O meu amigo João foi Pai pela primeira vez há dois meses. Fui ontem conhecer o Mário. Como é obvio estava babadíssimo e a pergunta ia surgir mais tarde ou mais cedo. Mas fomos os dois adiando o inevitável. A contemplação do Mário ainda durou mais do que eu poderia imaginar que fosse possível. Eu percebo em parte o fascínio, mas estamos a olhar para um bébé que não faz mais do que beber leite, vulsar, mijar, cagar, chorar e depois dormir. Não poderia fazer esta desfeita ao João e continuava com o meu melhor sorriso nos lábios. Ainda cheguei a pegar nele com todo o cuidado possível.
 - é lindo não é ? – Perguntou-me o João como se eu tivesse com um botim de sola vermelha da Prada.

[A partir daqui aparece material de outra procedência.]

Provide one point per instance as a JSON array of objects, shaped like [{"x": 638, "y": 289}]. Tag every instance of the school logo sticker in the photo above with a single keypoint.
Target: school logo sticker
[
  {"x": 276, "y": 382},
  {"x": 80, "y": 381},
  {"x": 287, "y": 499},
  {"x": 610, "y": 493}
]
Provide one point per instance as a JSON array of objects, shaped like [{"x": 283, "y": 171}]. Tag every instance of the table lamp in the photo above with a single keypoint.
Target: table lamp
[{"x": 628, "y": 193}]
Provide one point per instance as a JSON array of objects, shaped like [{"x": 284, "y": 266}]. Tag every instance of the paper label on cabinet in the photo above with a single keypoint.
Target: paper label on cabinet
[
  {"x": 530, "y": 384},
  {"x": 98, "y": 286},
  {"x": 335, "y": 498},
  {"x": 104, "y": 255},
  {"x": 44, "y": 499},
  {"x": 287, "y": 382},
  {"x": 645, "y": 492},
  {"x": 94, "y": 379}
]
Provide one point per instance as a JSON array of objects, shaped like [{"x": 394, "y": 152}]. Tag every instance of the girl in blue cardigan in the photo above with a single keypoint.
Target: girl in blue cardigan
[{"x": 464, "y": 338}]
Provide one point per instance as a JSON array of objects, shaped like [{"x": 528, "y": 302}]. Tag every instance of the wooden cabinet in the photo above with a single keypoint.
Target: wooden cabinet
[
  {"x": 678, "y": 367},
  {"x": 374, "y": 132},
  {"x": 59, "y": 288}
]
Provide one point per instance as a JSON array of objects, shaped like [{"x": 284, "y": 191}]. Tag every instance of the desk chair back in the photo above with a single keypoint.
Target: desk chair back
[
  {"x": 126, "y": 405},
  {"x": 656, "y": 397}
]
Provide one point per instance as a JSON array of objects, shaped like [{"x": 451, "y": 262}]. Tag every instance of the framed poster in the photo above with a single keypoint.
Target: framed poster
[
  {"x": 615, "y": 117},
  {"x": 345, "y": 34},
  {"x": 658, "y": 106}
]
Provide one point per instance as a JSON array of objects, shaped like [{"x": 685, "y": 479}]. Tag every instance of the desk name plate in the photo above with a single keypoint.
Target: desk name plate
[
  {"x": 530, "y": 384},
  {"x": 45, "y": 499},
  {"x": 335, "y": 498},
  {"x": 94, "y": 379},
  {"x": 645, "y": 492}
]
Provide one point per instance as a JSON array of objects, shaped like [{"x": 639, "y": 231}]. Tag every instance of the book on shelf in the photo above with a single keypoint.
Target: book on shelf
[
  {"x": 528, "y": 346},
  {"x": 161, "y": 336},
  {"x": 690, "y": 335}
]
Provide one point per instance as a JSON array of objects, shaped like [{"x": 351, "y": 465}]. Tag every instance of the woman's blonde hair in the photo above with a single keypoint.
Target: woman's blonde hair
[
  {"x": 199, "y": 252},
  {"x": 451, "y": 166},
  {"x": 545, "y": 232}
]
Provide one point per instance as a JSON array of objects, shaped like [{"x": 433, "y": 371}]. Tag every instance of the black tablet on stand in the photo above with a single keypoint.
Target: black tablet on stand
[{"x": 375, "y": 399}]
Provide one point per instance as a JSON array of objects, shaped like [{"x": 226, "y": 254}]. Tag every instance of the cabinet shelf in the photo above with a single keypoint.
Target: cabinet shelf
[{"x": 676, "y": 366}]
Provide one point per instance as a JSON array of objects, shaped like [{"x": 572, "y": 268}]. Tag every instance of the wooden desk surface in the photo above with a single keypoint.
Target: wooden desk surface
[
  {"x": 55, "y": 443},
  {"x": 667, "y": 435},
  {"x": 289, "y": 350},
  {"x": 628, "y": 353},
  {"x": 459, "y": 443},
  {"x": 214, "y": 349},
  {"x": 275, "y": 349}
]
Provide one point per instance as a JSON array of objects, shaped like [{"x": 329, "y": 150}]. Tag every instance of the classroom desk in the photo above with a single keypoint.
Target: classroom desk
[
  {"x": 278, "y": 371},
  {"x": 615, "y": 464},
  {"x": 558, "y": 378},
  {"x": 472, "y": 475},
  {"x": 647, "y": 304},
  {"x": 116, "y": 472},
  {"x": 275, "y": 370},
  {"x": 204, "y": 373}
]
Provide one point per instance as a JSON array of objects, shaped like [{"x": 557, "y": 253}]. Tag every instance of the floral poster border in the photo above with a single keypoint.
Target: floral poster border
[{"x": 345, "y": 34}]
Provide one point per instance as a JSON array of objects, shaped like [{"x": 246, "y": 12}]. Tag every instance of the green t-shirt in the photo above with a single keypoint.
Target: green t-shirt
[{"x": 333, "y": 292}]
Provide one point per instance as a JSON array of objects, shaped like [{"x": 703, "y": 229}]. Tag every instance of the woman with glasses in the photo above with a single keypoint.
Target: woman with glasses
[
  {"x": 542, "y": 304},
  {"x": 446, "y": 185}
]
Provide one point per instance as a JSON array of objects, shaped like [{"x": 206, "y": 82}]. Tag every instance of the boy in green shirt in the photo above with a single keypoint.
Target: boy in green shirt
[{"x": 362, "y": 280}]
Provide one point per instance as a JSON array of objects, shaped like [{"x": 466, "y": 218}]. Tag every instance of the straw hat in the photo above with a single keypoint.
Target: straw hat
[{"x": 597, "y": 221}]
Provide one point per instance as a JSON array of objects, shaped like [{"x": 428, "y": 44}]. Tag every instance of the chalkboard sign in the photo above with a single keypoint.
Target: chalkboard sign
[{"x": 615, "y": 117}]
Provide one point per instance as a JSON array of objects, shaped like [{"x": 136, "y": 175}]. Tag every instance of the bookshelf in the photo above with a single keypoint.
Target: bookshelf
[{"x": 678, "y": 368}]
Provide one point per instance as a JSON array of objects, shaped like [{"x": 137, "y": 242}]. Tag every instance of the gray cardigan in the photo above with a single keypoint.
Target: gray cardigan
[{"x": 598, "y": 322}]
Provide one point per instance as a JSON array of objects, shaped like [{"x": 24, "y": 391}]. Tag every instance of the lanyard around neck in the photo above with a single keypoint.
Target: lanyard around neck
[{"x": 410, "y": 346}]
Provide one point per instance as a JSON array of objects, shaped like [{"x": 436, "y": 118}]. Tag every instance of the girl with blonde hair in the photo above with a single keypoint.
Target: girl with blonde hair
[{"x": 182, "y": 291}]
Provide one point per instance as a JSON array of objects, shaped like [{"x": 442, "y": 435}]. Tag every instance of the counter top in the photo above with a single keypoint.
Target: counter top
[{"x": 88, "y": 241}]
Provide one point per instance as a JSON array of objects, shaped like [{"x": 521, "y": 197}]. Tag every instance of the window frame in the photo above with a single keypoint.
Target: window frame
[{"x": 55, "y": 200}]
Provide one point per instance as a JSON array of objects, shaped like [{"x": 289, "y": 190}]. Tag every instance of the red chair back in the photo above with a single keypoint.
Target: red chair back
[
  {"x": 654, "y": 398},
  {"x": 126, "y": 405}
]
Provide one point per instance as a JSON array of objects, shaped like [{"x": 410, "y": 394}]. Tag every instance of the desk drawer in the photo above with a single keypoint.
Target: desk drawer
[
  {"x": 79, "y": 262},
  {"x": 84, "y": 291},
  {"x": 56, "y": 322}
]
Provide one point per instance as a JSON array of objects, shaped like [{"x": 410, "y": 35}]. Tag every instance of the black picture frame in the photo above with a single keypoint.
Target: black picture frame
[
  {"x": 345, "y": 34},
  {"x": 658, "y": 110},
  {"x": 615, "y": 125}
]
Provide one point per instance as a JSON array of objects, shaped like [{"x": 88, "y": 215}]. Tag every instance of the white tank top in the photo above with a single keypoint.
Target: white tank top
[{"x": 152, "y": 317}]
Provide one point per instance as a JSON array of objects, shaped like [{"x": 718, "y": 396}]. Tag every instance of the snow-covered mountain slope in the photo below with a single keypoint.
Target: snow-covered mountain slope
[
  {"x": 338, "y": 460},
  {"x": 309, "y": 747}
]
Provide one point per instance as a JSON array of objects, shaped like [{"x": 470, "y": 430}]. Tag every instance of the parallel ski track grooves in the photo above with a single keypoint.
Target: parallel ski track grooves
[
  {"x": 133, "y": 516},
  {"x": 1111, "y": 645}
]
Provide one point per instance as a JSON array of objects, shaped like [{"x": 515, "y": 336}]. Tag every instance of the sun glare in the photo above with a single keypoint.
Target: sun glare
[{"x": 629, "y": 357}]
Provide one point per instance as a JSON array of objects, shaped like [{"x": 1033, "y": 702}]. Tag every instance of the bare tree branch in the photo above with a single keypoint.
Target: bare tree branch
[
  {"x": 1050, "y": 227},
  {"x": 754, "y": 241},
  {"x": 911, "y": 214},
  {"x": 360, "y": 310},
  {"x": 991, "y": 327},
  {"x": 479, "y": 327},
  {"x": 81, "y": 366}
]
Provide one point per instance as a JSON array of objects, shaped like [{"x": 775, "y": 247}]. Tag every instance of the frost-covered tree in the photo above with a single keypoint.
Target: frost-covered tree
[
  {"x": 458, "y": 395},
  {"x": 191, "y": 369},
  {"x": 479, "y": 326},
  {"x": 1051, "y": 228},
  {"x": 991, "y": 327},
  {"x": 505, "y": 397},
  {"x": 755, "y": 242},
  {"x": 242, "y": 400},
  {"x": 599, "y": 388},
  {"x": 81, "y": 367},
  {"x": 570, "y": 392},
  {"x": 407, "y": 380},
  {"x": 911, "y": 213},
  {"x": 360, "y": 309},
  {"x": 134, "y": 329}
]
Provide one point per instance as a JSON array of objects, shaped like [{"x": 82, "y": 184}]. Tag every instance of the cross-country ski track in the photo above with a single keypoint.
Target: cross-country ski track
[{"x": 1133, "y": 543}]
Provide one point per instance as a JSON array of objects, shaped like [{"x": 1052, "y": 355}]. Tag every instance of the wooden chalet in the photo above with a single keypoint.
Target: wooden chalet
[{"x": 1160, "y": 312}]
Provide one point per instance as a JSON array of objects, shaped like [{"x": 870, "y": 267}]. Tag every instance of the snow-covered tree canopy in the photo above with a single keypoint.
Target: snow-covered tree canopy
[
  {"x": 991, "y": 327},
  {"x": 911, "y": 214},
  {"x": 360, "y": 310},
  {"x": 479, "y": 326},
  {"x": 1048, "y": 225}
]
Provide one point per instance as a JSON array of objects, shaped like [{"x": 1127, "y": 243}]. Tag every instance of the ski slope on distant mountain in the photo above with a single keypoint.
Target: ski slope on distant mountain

 - é lindo João, é perfeitinho!
Sempre me safei com esta resposta. Todos ficam maravilhados com o “perfeitinho” e eu ainda mais maravilhada fico por se ficarem por aí. Sou sincera e não me levem a mal por dizer isto. Prefiro pessoas já formadas e de preferência inteligentes. Gosto de conversas profundas que me arrepanham a alma e tocam o sino do meu espirito. Não gosto do fútil, da conversa de ocasião e não me revejo no protocolo. Atenção que o João sabia disso e se calhar foi por isso que não me fez mais do que essa pergunta. Pelo menos em frente à Teresa. A Teresa é uma mulher simples e de sorriso fácil. A gentileza da sua personalidade foi o que conquistou o João, embora ele saiba melhor do que eu que nunca terá mais do que aquilo que tem. Já fizemos sexo muitas vezes. Eu e o João. Somos amigos de infância e nunca vi nele mais do que isso. Ele sempre foi apaixonado por mim. Ainda hoje eu lhe vejo o brilho nos olhos. Custa-me, claro que sim. Sei que não lhe posso dar mais do que isto. Visitas espaçadas e não mais curtas que um par de meses. Tenho respeito e muita amizade por ele. É um homem honesto e principalmente boa pessoa. Com um coração enorme. Seria um marido que eu domaria a meu belo prazer. Hoje choro sozinha no meu quarto. Por vezes grito por uma companhia. Levo os dias como eu quero mas sem a partilha tudo se torna vão. Não me queixo e não gosto de pessoas que se queixam. Não quero saber de problemas que não cabem cá dentro. A Teresa foi dar de mamar ao Mário e o João aproveitou para me tirar dali. Fomos fumar um cigarro à janela. Normalmente é fácil ter temas de conversa porque são muitos anos e as histórias são muitas. Mas desta vez não dissemos nada um ao outro. E é disto que eu mais gosto do João. Ele respeita e percebe os meus silêncios. Por vezes não há nada por dizer.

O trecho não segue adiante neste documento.